Para o a utilização de revestimentos compostos ou recheios com óleo de cacau em pó, requer menos massa de cacau do que o chocolate real, o que é feito a partir de licor de chocolate e manteiga de cacau. Os preços do cacau fecharam em média $3.278 t no mês passado, de acordo com a Organização Internacional do Cacau (ICCO), e tem registrado um crescimento no preço ano-a-ano relativamente plano, em média 25% desde setembro de 2013. 

 

"Com o enfraquecimento dos dólares em grande parte dos países, na Ásia, no momento, eu não acho que muitos clientes possam pagar o preço mais elevado para o chocolate," disse Lee. 

 

Normas regulamentares para o composto 

 

Radouane Hamidi, gerente de desenvolvimento de negócios regionais em Aslst Chocolate, disse: "O composto não precisa ser temperado por isso a maioria da indústria e grandes usuários preferem composto pela flexibilidade de usá-lo", acrescentando que o verdadeiro chocolate também está mais propenso a derreter no clima quente da Ásia. 

 

Ele disse que espera que os mercados na Ásia, particularmente no Oriente Médio, possa desenvolver normas que regulam a utilização adequada dos revestimentos compostos. 

 

"O fabricantes locais, provavelmente, terá de intensificar", disse ele. "Isso vai nos beneficiar, porque teremos composto de alta qualidade." 

 

Competir com grandes fábricas de chocolate industrial 

 

Aalst Chocolate começou o negócio em 2003 com uma capacidade de produção de 7.000 toneladas de chocolate e composto por ano, em sua fábrica em Cingapura.
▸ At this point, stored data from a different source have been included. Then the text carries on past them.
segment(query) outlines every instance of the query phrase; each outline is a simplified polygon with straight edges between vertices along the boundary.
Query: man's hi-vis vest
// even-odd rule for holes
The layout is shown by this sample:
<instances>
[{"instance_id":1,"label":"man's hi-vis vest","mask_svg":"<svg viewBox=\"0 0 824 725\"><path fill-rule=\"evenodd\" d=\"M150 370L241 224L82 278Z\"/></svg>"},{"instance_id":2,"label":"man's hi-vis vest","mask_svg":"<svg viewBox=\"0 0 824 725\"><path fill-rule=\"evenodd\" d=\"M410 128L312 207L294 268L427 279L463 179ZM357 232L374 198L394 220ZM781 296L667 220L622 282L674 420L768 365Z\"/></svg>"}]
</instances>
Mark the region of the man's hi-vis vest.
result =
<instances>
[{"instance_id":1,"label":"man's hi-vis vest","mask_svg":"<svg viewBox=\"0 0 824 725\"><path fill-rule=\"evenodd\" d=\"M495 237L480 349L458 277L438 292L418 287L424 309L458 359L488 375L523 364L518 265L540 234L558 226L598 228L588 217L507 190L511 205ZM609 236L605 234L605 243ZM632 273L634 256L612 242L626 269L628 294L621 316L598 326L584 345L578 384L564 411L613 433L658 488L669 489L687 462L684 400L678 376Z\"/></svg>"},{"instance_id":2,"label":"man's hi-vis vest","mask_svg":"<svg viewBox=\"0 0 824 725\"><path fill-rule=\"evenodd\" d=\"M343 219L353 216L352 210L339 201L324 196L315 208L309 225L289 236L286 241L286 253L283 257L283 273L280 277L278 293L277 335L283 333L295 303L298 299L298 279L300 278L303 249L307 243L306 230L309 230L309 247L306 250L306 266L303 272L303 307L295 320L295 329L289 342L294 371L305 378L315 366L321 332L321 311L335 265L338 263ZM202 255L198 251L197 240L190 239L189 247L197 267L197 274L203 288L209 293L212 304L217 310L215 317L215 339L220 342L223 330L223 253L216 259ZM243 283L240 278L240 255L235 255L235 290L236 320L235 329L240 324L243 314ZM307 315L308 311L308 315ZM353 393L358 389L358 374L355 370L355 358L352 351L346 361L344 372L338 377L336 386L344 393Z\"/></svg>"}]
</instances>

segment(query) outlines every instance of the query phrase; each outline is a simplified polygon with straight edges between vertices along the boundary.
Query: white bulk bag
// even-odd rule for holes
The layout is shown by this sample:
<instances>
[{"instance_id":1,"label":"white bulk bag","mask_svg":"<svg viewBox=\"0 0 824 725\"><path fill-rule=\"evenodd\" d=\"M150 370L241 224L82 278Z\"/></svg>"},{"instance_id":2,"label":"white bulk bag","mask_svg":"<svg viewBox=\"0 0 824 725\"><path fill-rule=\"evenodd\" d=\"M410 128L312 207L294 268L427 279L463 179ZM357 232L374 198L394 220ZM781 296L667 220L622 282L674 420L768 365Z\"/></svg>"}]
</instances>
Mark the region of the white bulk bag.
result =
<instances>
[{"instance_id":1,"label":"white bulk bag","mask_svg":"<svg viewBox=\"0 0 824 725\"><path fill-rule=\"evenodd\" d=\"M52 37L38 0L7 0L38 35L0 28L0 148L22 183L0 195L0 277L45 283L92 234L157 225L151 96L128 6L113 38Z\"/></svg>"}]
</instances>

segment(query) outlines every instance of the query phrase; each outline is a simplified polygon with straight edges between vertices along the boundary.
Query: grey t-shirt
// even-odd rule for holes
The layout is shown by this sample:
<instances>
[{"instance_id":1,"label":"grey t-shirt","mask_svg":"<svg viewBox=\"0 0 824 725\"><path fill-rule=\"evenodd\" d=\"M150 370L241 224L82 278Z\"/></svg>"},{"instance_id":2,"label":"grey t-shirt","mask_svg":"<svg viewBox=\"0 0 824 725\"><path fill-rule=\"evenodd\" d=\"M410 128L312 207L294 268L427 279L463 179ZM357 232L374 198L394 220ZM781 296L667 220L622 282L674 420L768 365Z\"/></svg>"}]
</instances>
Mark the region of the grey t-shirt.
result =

Ela agora produz 30.000 MT anualmente e atende ao mercado de confeiteiro, padeiro, biscoito e produtores de sorvete em 45 mercados. 

 

"Nossa estratégia é mais para o médio e para as empresas em crescimento que precisam de mais inovações e mais apoio", disse o CEO Lee. 

 

De acordo com o proprietário de Chocolate Aalst, ainda há espaço no mercado de chocolate industrial aberto que é dominado atualmente pela Barry Callebaut e Cargill. 

 

"O mercado mundial é tão grande;… Você não pode ter um único fornecedor para atender a todo o mercado. Como cliente eu sei que as pessoas gostam de ter opções e fazer comparações entre os produtos", disse ele. 

 

A empresa afirma que é pequena e ágil e está em sintonia com as necessidades dos consumidores na Ásia. 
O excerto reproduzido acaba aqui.